The certainty of outcome before the effect of inflation is incredibly valuable at a time when the path of inflation is so uncertain.
The effects of inflation on a fixed stream of cash flows can be quite severe, especially when inflation shocks persist for multiple years. Much like comparing a US equity fund to the S&P 500, one can compare a nominal bond return with inflation.
If a US equity fund returned 10 per cent in a given year you might think that this was a great outcome but if the S&P 500 had returned 12 per cent you would be focused on the negative 2 per cent performance relative to S&P benchmark.

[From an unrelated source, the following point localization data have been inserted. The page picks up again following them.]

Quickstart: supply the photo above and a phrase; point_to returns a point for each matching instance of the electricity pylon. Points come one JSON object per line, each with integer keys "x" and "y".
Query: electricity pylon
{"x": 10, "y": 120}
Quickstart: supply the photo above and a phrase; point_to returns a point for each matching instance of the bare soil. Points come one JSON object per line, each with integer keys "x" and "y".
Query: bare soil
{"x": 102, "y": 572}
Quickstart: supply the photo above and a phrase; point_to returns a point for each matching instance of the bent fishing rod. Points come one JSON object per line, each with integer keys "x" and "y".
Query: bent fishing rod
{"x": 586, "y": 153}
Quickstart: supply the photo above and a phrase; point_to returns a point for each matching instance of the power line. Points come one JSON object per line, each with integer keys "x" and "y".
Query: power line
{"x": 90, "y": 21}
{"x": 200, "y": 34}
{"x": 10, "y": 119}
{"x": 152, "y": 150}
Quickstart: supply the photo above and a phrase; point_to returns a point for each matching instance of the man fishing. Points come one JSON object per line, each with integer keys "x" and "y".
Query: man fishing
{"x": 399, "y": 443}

Similarly, if a nominal bond has a yield to maturity of 3 per cent but inflation is running at 5 per cent, you would focus on the negative 2 per cent ‘real return’.
Why is this important and why should investors even think about inflation when central bankers initially told us that it was transitory?

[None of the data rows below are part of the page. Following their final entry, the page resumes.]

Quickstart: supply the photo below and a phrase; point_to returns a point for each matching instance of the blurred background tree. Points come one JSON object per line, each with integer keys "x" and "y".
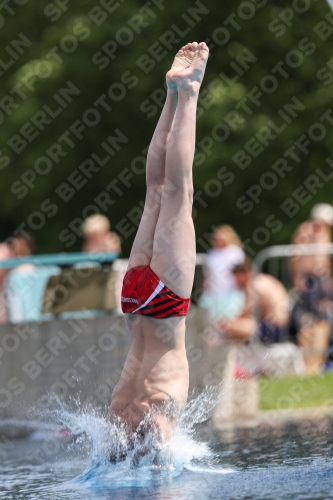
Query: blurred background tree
{"x": 75, "y": 73}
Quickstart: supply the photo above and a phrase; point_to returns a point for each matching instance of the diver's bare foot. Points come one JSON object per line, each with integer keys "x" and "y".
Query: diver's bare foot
{"x": 183, "y": 59}
{"x": 188, "y": 68}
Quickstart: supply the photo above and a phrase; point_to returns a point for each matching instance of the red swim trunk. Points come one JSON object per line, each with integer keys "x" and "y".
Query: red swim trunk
{"x": 144, "y": 293}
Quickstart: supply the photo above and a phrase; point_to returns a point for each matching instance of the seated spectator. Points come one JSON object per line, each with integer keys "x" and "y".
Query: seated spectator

It is worth remembering that the impact of inflation can be hugely corrosive over time, even at relatively low levels. This is basic mathematics, but unfortunately for investors the outcomes can be severe if they are not understood fully.
For example, at an inflation rate of 3 per cent, it would take just 15 years to erode the purchasing power of a pound by a third. This is why we think it is important for investors to consider the impact of inflation on their portfolios or at least think about how they can mitigate it in an environment where inflation is no longer at very low levels.
How to measure inflation
Inflation is measured in slightly different ways depending on the country and the methodology used, but ultimately it is trying to assess the average price changes within an economy.
For example, in the US, the owner's equivalent rent of residences – the hypothetical amount a homeowner could get for their house if they rented it out – has a weighting of around 24 per cent in the US CPI.
In the Eurozone, the actual rentals for housing currently has a weighting of around 7 per cent. In the UK, the equivalent rental weight is around 8 per cent but there is also an additional series for house price depreciation, which takes the total weighting to around 10 per cent.